She is disturbed by the concept that estradiol is the “women’s hormone” and the prevailing focus for treatment of estradiol only for women and relegating progesterone’s utility only for the uterus. Most women who have had their uterus surgically removed are only offered estradiol for hormone supplementation and can never experience relief from the progesterone deficiency symptoms.
Progesterone is a far more prevalent hormone. Progesterone is measured in units 1000 times that of estradiol. The habit of portraying the menstrual cycle with the actual hormone prevalence ignored fosters an ignorance to the importance of progesterone. Progesterone and estradiol behave in a ying-yang dance. The two hormones enhance the function of receptors for each other. They produce opposite effects. Estrogen is a stimulant. It promotes the growth of tissue. Progesterone helps cells mature and decreases proliferation. In bone remodeling, estradiol slows the rate of bone loss but it is progesterone that stimulates new bone growth. Without this constant breakdown and rebuilding, good-quality bone cannot happen.
At perimenopause, women can experience aberrations in heart rate which sends them nervously to the emergency rooms. Dr. Prior observes that estradiol levels can be at their highest during the woman’s life span coincident with progesterone becoming more and more deficient. Progesterone restores the heart’s electrical activity to normal. In the brain, estradiol increases excitation, progesterone is calmative.

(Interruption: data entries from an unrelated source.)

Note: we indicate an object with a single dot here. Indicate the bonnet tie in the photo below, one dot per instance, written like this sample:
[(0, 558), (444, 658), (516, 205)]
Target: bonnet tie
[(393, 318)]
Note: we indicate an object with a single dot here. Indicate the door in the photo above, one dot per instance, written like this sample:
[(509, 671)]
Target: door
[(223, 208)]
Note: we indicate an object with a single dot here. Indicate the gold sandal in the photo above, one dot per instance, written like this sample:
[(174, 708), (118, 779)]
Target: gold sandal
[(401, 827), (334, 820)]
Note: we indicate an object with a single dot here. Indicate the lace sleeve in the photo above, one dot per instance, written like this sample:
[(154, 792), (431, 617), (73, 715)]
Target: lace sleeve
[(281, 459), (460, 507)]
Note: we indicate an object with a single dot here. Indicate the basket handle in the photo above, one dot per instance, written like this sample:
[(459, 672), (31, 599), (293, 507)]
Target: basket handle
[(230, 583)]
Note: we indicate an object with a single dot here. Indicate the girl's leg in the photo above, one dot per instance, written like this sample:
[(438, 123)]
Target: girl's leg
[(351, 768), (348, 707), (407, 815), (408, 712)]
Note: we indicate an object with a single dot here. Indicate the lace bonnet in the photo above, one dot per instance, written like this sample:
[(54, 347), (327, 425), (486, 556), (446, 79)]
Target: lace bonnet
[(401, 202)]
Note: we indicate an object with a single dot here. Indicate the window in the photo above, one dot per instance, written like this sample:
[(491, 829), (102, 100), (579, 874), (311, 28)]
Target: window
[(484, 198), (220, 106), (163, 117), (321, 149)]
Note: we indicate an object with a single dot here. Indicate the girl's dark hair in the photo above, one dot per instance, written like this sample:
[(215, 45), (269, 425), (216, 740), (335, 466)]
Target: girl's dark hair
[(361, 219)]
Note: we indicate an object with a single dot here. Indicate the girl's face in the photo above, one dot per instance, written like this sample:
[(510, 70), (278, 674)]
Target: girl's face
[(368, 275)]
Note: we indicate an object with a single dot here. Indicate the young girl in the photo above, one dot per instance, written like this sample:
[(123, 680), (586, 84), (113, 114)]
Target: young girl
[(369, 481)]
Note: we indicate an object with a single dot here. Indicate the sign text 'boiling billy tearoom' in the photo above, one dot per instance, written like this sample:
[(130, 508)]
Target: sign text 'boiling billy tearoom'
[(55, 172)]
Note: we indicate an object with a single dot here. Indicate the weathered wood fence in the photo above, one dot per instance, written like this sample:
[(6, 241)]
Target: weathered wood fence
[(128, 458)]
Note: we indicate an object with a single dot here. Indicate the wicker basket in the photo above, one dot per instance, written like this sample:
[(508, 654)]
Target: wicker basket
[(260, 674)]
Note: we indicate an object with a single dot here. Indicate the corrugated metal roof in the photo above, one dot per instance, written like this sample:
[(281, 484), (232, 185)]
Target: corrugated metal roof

One of the myths, she has identified is that if women regularly bleed each month, they produce adequate progesterone and that they have ovulated. She found that missed ovulation can be a regular event and the generous production of progesterone that should follow doesn’t happen. There are silent ovulatory dysfunctions that limit the available progesterone. Dr. Prior writes “Ovulatory disturbances include insufficient luteal phases (egg release but lower progesterone levels), short luteal phases (egg release with decreased duration of high progesterone production) or anovulation (no egg release and no increase in progesterone above follicular phase low levels)” Practitioners rarely identify these disturbances and often choose pharmaceuticals to treat the disturbed sleep, heightened anxiety, fluid retention, osteoporosis, cardiac issues, inflammation, and pain that follow when progesterone is deficient.